La derecha recalcitrante intenta echarles en cara ese pasado turbulento a las dos figuras a que nos referimos. No nos guía ese propósito, naturalmente. La militancia de Cristina Fernández y de su esposo fue, por otra parte, marginal a las organizaciones armadas. No cabe decir lo mismo de Dilma Rousseff, que aparentemente se encontró más imbricada en sus mecanismos. La presidente brasileña en ciernes pasó dos años en prisión y fue torturada por los represores, ganándose el mote de Juana de Arco por su resistencia y su negativa a revelar datos que pudieran comprometer a sus compañeros.

Pero lo de veras valioso de este paralelo es que resulta indicativo de una evolución generacional que a su vez implica una maduración psicológica afín con una verdad sociológica e histórica que por fin se está abriendo paso: la imposibilidad práctica de lograr el progreso y la soberanía sin la unificación de América latina y sin procurar ese objetivo a través de una metodología flexible, que tenga al Estado como ordenador del desarrollo y a las masas populares como principales protagonistas y beneficiarias de este.

Tanto Cristina como Dilma y los hombres a los que se encuentran o han encontrado más ligadas afectiva y/o políticamente, Néstor Kirchner y Lula da Silva, se corresponden a este propósito, arrancan del mismo venero generacional y resultan maestros en esa tarea de gestión dedicada a controlar con mucha muñeca pero con mano firme un decurso difícil pero inexorable: el que debe acercar a una colaboración regional que prefigure una unidad confederal que acabe con el factor clave de la dominación imperialista en el subcontinente, la balcanización.

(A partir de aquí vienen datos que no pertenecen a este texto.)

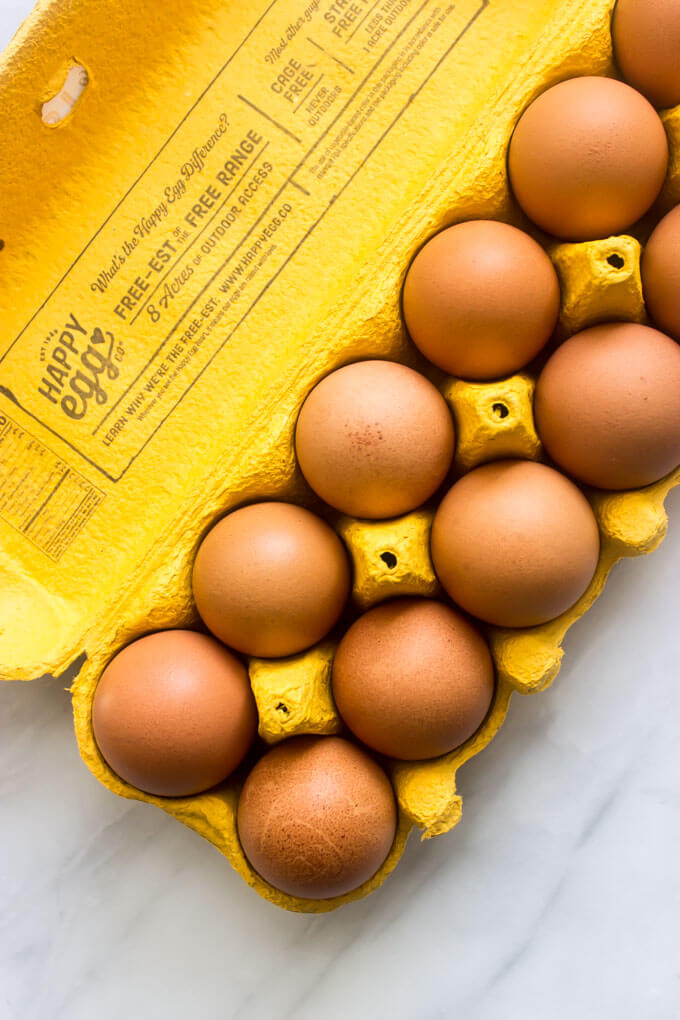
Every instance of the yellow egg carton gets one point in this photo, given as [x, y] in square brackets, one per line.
[201, 217]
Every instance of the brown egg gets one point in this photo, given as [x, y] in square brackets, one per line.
[587, 158]
[646, 46]
[270, 579]
[413, 678]
[608, 405]
[515, 543]
[173, 713]
[374, 439]
[661, 272]
[317, 817]
[481, 299]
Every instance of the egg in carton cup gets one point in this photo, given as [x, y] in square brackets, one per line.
[202, 220]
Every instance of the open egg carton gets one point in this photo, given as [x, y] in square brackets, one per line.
[599, 282]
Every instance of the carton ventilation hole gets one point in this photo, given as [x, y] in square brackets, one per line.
[55, 109]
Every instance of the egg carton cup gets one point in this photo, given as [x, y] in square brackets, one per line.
[446, 160]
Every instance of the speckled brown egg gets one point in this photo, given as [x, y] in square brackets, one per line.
[608, 405]
[646, 46]
[481, 299]
[270, 579]
[173, 713]
[374, 439]
[317, 817]
[515, 543]
[413, 678]
[587, 158]
[661, 272]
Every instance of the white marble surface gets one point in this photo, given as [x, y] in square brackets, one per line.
[557, 898]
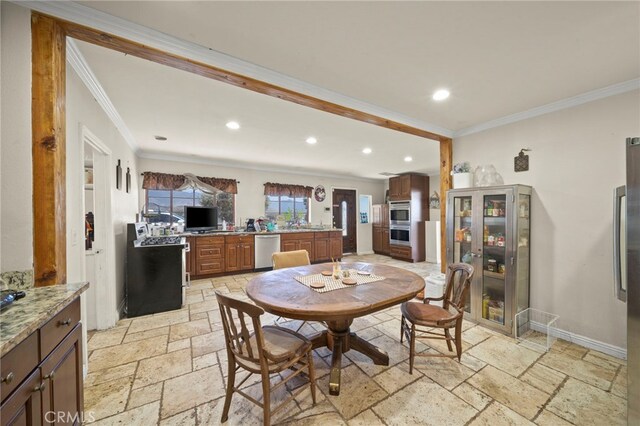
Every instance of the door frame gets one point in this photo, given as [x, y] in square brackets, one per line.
[357, 207]
[107, 310]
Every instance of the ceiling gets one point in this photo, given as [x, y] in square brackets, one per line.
[496, 58]
[191, 112]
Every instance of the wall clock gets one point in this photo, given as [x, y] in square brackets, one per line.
[319, 193]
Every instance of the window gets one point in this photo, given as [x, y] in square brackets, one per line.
[167, 206]
[293, 210]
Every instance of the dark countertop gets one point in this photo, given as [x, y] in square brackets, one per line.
[26, 315]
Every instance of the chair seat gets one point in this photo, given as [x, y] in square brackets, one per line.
[280, 345]
[425, 315]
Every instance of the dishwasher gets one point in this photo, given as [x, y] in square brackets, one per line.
[266, 245]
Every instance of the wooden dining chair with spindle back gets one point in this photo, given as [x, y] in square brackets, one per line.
[416, 314]
[263, 350]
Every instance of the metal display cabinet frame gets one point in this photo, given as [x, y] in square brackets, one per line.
[489, 228]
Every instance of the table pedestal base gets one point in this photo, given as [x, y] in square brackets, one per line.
[339, 339]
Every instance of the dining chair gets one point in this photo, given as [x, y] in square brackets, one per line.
[264, 350]
[416, 314]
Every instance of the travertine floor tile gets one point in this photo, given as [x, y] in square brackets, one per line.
[515, 394]
[472, 396]
[145, 395]
[189, 329]
[162, 367]
[204, 385]
[424, 403]
[107, 399]
[589, 373]
[543, 378]
[582, 404]
[124, 354]
[354, 382]
[499, 415]
[504, 354]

Proseguir esta tarea supone llevar adelante una ofensiva contra el establishment que vaya royendo los instrumentos de los que este siempre se ha servido para controlar los avances populares. La tarea informativa y la formación histórica e ideológica son esenciales para ir logrando ese cometido. Desde luego que acompañando siempre el discurso con realizaciones prácticas que confirmen su validez. Dada la presencia de un aparato cultural, comunicacional y político de raíz cipaya, que tiene fuerte impacto por su masividad en un gran sector del público, no se trata de una tarea fácil. Pero está en curso y hay que sostenerla con vigor.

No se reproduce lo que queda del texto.